Tú, Otro, mi caricatura, mi modelo, los dos. (Paul Valéry)

miércoles, 11 de enero de 2012

Una memoria, la mía, poco dada a olvidarse…







Me cuenta que cuando tenía unos seis o siete años (1936-1937) en los albores del día, su madre, doña Carmen, la tomaba de la mano y todos los días le repetía las mismas normas: “No te sueltes de la mano, no hables con nadie y cuando lleguemos no mires hacia las tapias”. Las tapias eran las del antiguo campo de futbol del Sevilla. Allí arrojaban los criminales fascistas los cuerpos de las víctimas que habían fusilado la noche anterior.

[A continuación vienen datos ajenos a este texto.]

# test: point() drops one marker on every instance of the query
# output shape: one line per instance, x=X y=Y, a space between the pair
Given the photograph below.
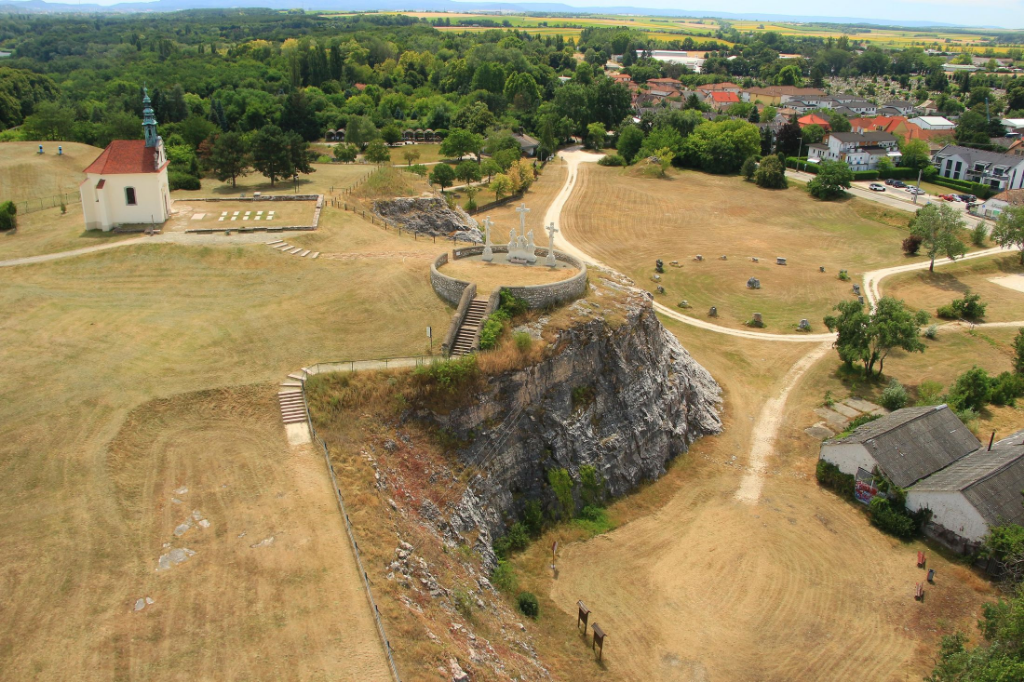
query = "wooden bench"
x=583 y=616
x=598 y=640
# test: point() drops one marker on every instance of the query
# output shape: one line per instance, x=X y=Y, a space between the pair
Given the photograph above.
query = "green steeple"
x=148 y=120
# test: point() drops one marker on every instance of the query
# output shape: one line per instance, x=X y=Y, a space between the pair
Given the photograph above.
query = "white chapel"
x=127 y=183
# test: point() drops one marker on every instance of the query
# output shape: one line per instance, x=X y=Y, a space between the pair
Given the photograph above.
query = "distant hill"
x=37 y=6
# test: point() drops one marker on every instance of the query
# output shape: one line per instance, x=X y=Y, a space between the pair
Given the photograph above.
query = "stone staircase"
x=470 y=326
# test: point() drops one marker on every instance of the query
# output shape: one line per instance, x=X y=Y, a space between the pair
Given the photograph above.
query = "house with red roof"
x=127 y=183
x=813 y=120
x=720 y=99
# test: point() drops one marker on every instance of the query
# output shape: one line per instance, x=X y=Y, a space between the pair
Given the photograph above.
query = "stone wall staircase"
x=469 y=328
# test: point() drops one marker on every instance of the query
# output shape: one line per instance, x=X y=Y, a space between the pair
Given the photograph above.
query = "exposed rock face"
x=429 y=216
x=623 y=399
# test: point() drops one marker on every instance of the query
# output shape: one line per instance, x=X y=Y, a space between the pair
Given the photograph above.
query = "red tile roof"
x=125 y=156
x=724 y=96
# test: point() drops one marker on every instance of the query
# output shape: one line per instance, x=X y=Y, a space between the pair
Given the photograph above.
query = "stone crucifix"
x=550 y=260
x=487 y=254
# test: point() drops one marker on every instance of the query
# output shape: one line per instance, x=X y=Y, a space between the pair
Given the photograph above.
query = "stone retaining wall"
x=448 y=288
x=537 y=296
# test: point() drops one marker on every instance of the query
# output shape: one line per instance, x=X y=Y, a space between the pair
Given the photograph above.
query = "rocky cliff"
x=624 y=397
x=429 y=216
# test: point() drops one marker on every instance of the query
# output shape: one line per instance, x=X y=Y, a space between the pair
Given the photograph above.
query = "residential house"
x=859 y=151
x=974 y=494
x=933 y=123
x=813 y=120
x=994 y=206
x=127 y=183
x=1001 y=171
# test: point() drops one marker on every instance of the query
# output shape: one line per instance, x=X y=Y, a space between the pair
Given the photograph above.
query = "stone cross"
x=487 y=253
x=550 y=261
x=522 y=211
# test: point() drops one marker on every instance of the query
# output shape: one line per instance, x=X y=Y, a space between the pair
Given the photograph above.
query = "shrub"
x=526 y=601
x=449 y=376
x=1007 y=388
x=979 y=235
x=894 y=396
x=505 y=579
x=611 y=160
x=8 y=216
x=829 y=476
x=892 y=519
x=181 y=180
x=969 y=307
x=911 y=245
x=971 y=390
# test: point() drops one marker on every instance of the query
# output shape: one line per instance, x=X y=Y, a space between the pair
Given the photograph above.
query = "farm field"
x=631 y=221
x=48 y=231
x=695 y=585
x=927 y=291
x=116 y=368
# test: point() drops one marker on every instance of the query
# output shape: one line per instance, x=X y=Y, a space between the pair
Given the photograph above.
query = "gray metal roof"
x=990 y=480
x=914 y=442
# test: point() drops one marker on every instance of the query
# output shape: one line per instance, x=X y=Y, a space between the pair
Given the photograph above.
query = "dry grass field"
x=49 y=231
x=119 y=371
x=928 y=291
x=694 y=585
x=629 y=222
x=25 y=174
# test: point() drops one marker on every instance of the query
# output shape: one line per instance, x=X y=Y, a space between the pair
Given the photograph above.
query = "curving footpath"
x=770 y=417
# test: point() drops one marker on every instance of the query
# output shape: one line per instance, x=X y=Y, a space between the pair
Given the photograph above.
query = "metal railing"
x=351 y=538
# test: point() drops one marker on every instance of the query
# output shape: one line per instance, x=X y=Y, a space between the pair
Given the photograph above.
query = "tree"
x=770 y=174
x=915 y=154
x=939 y=228
x=8 y=216
x=442 y=175
x=360 y=131
x=460 y=142
x=833 y=178
x=271 y=156
x=869 y=337
x=229 y=157
x=501 y=185
x=347 y=153
x=468 y=171
x=377 y=153
x=390 y=133
x=1009 y=229
x=630 y=140
x=411 y=155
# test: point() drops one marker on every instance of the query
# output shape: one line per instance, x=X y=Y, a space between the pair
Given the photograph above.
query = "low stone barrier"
x=537 y=296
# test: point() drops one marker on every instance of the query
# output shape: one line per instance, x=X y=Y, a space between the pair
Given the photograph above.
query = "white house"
x=127 y=183
x=973 y=494
x=905 y=445
x=858 y=151
x=933 y=123
x=1001 y=171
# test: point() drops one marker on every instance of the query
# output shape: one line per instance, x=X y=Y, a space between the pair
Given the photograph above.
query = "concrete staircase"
x=470 y=326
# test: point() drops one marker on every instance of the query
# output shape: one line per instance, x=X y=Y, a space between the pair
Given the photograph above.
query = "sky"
x=998 y=13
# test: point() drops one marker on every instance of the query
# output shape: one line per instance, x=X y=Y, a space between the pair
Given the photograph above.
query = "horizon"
x=1003 y=14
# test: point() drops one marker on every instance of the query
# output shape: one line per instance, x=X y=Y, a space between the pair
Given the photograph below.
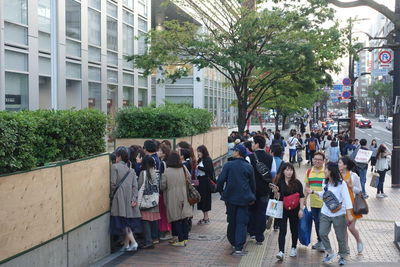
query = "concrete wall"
x=80 y=247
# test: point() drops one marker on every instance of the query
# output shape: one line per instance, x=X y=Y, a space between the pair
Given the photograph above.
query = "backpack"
x=262 y=169
x=312 y=146
x=334 y=154
x=331 y=200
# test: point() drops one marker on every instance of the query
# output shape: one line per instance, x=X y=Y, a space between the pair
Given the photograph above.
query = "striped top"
x=315 y=179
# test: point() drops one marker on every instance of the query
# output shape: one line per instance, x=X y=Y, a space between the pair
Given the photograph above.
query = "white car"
x=389 y=123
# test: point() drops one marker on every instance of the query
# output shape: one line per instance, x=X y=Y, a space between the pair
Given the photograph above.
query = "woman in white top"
x=335 y=184
x=354 y=186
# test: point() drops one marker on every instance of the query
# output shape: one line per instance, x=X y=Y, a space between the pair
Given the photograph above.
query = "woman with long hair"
x=382 y=166
x=173 y=184
x=374 y=148
x=204 y=173
x=335 y=213
x=150 y=217
x=346 y=167
x=289 y=187
x=125 y=214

Allí acudían las mujeres que no sabían del paradero de sus padres, maridos o hermanos. Hace más de setenta años de aquello y es la primera vez que lo cuenta. Ella, era una niña, no supo hasta mucho más tarde el porqué de aquellas visitas madrugadores a las tapias. Su madre nunca se lo dijo. Los paseos acabaron el día que hubo noticias de su padre. Estaba vivo, en la cárcel. De esas cosas no se habla, y menos a los niños, era la regla de doña Carmen, su madre.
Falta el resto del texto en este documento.